THE PRE-CHRISTMAS snow was perfectly timed to remind those of an ecommerce persuasion how the glorious promise of a slick web front-end can founder upon the logistical realities of delivering (literally) upon one’s promises. Many in ecommerce had predictive delivery grief based simply upon concerns over network capacity to cope with the predicted increase in demand. More retailers online, higher levels of online purchasing and increasingly high levels of delivery promises – all powerful elements within a looming ‘perfect storm’ of too many people wanting too many products too soon… with too little time available before Santa hangs up his reindeer spurs and cracks open the postpudding port.

The customer, of course, was in a state of cognitive dissonance. One minute, shopping online to avoid the crowds; the next, scouring websites for store opening times, in-store stock availability and the phone number of the local stores! Despite the allure of the web – convenience, price, information – there’s no substitute for a store when you need to get your hands on Junior’s musthave Christmas toy!

Under the pressure of a crisis situation, the web held up well.

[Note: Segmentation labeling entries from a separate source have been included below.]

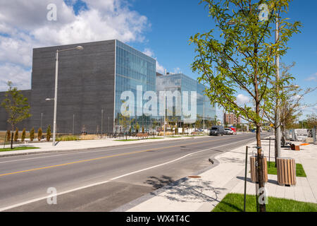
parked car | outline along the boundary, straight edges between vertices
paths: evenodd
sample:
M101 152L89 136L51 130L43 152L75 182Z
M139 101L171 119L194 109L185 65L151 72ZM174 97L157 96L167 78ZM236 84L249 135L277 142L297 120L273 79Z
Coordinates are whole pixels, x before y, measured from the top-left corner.
M225 128L225 131L223 131L223 134L225 135L232 135L233 131L230 128Z
M232 134L233 135L237 135L237 129L235 127L233 127L233 126L231 126L230 128L232 131Z
M223 133L225 132L225 129L223 129L223 126L214 126L211 127L209 135L210 136L223 136Z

Sites functioned, ordering was slick, all appeared fine… but the cracks between ecommerce front-end and logistical capability became all too clear. The lack of store-level, realtime stock information suddenly became important. When tracking orders, the rubric “Out for Delivery” in the normally-helpful track-and-trace systems rang resoundingly hollow. The abdication of delivery promise to most of Scotland reminded us that while the web might be universal and resilient, access to the M8 was not.

Stores seemed to fare better in some respects, and the transport analogy illustrates the difference in capability (and management approach?) between stores and ecommerce.

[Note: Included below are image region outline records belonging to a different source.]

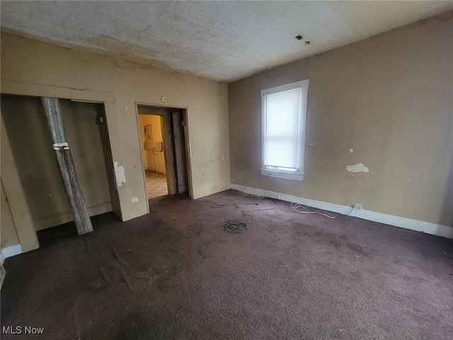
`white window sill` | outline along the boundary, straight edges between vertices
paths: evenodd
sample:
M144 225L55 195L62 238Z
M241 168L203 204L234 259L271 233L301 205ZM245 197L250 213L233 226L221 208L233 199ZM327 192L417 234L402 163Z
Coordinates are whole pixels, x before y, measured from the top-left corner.
M261 174L270 176L270 177L277 177L277 178L292 179L294 181L302 181L304 179L304 174L295 174L294 172L276 171L262 169Z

Ecommerce is like a railway: networked, highly connected, oozing efficiency and generally very predictable. The operational approach is towards efficiency and operational excellence, while continually cranking up the throughput or the ‘network capacity’. Bottlenecks and crashes are avoided, and the prevailing trend has been to higher and higher operating levels at reduced tolerances. However, when there’s an error or a problem it’s clear that the set processes fall down. Trains can but follow the set track. Furthermore, problems have immediate knock-on effects for other track users (can’t pass) and for line users (the train rolling stock is in the ‘wrong places’ for the service). Fundamentally, the characterisation is that of a machine, efficient when all goes well, but lacking in flexibility and with limited opportunity for say an individual train driver to make an impact.

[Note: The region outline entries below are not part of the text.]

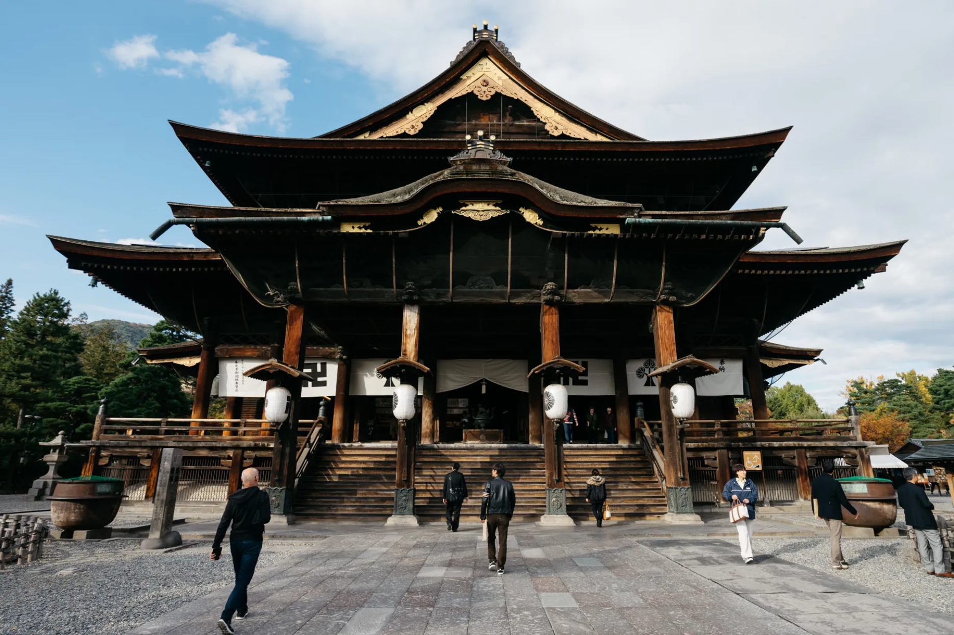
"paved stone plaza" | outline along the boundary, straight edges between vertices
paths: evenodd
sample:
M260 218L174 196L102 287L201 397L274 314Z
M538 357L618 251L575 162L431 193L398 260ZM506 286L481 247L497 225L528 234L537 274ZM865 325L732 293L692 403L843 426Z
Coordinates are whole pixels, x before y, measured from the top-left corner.
M602 532L515 523L507 573L497 576L479 525L338 529L257 573L238 633L954 633L950 613L832 573L771 556L744 565L730 534L664 539L638 535L633 523ZM132 632L218 633L229 590Z

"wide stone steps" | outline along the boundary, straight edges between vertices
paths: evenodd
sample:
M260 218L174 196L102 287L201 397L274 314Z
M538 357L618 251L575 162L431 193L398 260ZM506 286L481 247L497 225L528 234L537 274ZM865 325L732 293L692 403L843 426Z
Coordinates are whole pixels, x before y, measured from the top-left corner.
M295 513L316 519L384 521L394 511L393 443L324 444L298 483Z

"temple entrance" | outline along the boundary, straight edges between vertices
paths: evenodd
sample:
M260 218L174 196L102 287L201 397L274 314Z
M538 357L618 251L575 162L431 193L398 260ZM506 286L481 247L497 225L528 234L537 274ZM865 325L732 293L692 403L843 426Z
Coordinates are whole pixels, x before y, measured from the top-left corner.
M484 436L502 443L526 443L527 393L481 379L437 395L435 440L464 442ZM493 431L499 430L500 433Z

Planes and boats – like shops, perhaps – have more individual flexibility. Once a ship leaves harbour the exact route is a matter of negotiation and the vessel is essentially independent until it docks. Staff can “manage” most situations, given open doors, some electricity and something to sell, motivated staff can overcome POS and till system glitches, network outage, loss of payment processing, partial out of stock and – in the glorious case of John Lewis in High Wycombe in 2009 – even accommodate 100 stranded customers in their bed department. Of course there are limits to this analogy, but the combination of resourceful staff and quasiautonomous operating lead to a level of resilience that’s not available online.

As 2011 bring further growth in digital channels, the challenge is to make the connection to our infrastructure more robust so that the web can be part of that responsive and connected customer response during abnormal situations. Improved tracking of deliveries, of stock information and ordering processes are necessary, as well as more elegant options for service degradation than on-site notices saying that nothing can be guaranteed.

It’s neither an easy nor a glamorous undertaking, but it’s the difference between being the captain of the ship and simply a passenger.

To all captains and crew on the Good Ship Multichannel, we at Internet Retailing wish you every success for a prosperous, smooth and stimulating journey in 2011.